Until 2010, I lived in the San Francisco Bay Area, and for roughly 15 years I dove into limited release (mostly non-English language) films at the local film festivals throughout the year, the UC Berkeley film archive (among the largest in the United States), art museums, and specialty theatres as much as I could (even used some of the sources you mentioned for reference, like Film Comment, Sight & Sound, and Fipreschi), and while I didn't see nearly as many "obscure" films in any given year as you have from 2009, some of the best films I did see during that period could never be found again (I actually bought a copy of White Meadows released on Global Lens video after seeing it in a theatre on the one night it played). Not sure if you know everything about White Meadows, but it was not only banned in Iran, but lead to the arrest of two top Iranian filmmakers involved with the film.

And I have basically come to the same conclusion as you regarding the number of extraordinary films that fall through the cracks every year, and never even manage to make it to dvd, at least in the United States.

I haven't heard of Anurag Kashyap (though I did come across the Gangs of Wasseypur recently, somewhere), but one of my favourite films of the past 15 years is by another Indian filmmaker, Shivajee Chandrabhushan, called Frozen (a title which has been used multiple times in the past 10 years) at a film festival in 2007.*

I have written a few reviews, but really need to watch a film twice before I can do it justice, and I can't get my hands on some of the films I am talking about. Maybe you need to turn me onto some of your internet sources. I have tried youtube with very few results, and often more problems than are worth my while.

Another conclusion I came to a while ago is that there are more great films being made in contemporary times than at any other time in film history, and I say that while taking a deep bow to the late 50's thru the early 70's. And that's because there are more filmmakers in more places in the world, with a greater understanding of movies- not only what they are, but with creative ideas about what they could be- than ever before.

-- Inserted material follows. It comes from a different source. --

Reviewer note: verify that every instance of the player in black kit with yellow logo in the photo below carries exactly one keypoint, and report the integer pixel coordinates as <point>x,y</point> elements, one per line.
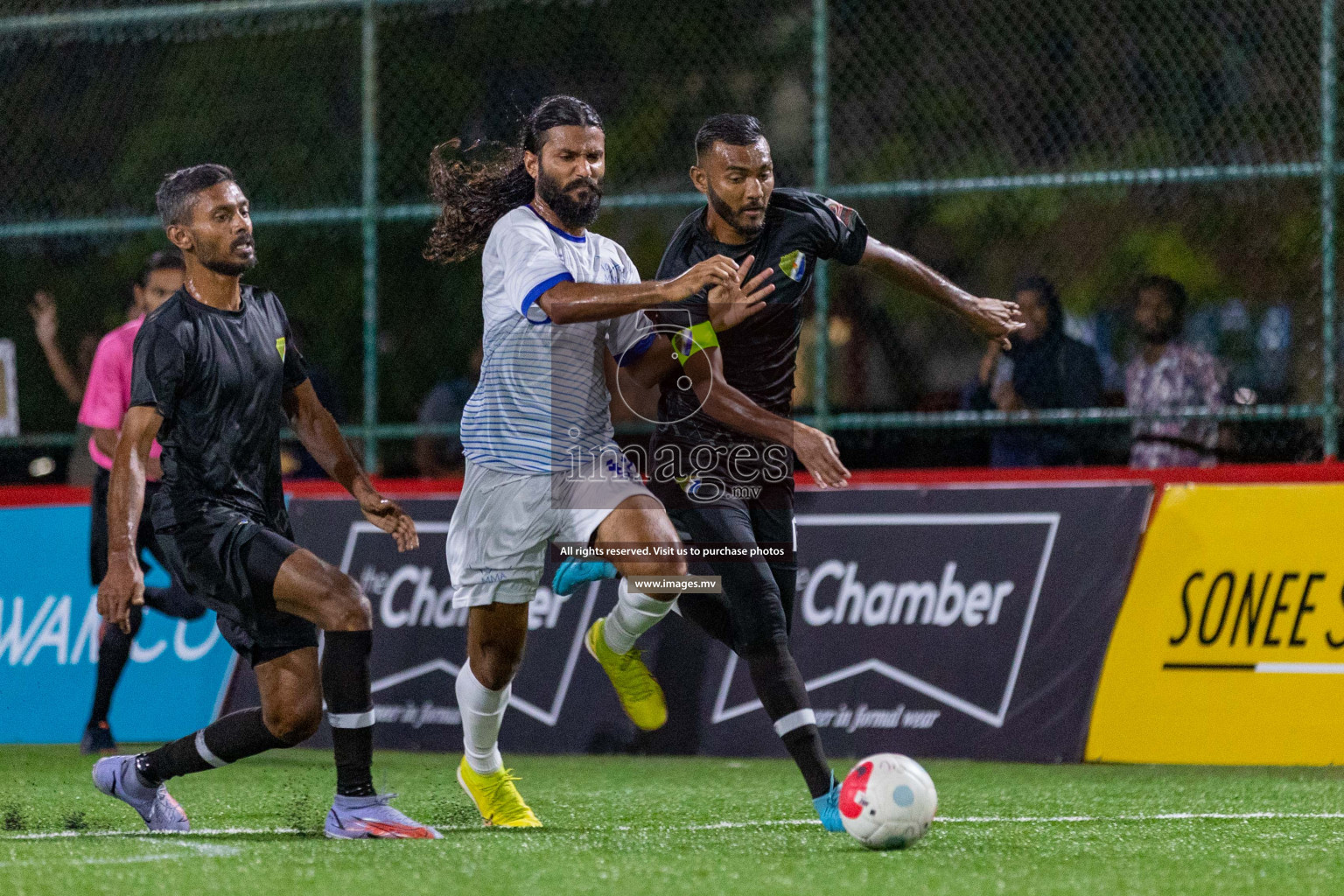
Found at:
<point>721,459</point>
<point>214,367</point>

The reason most people don't realise that is somewhat complicated, but one big reason is because so much good stuff simply disappears without really being discovered. Other reasons have to do with the fact that most of the really interesting films made in the past 30 years have not been made in English, and they often use a narrative approach that frustrates and confounds the typical film goer. Besides having subtitles, there are also a cultural issues that most film goers simply can't get through or make sense of. Yet another reason is because film types as much as film taste has diversified so much that it is almost impossible to achieve any kind of consensus about the best that is out there the way it was even 30 years ago.

Why 2009, if I may ask?

*A few other standout disappearances for me: The Perfect Circle (Kenovic, '97- one of the most devastating war films i have ever seen), Longing (Valeska Grisbach, 2006, highly regarded in Sight & Sound, but unheard of in America), At The First Breath Of Wind (Franco Piavoli, 2002), etc.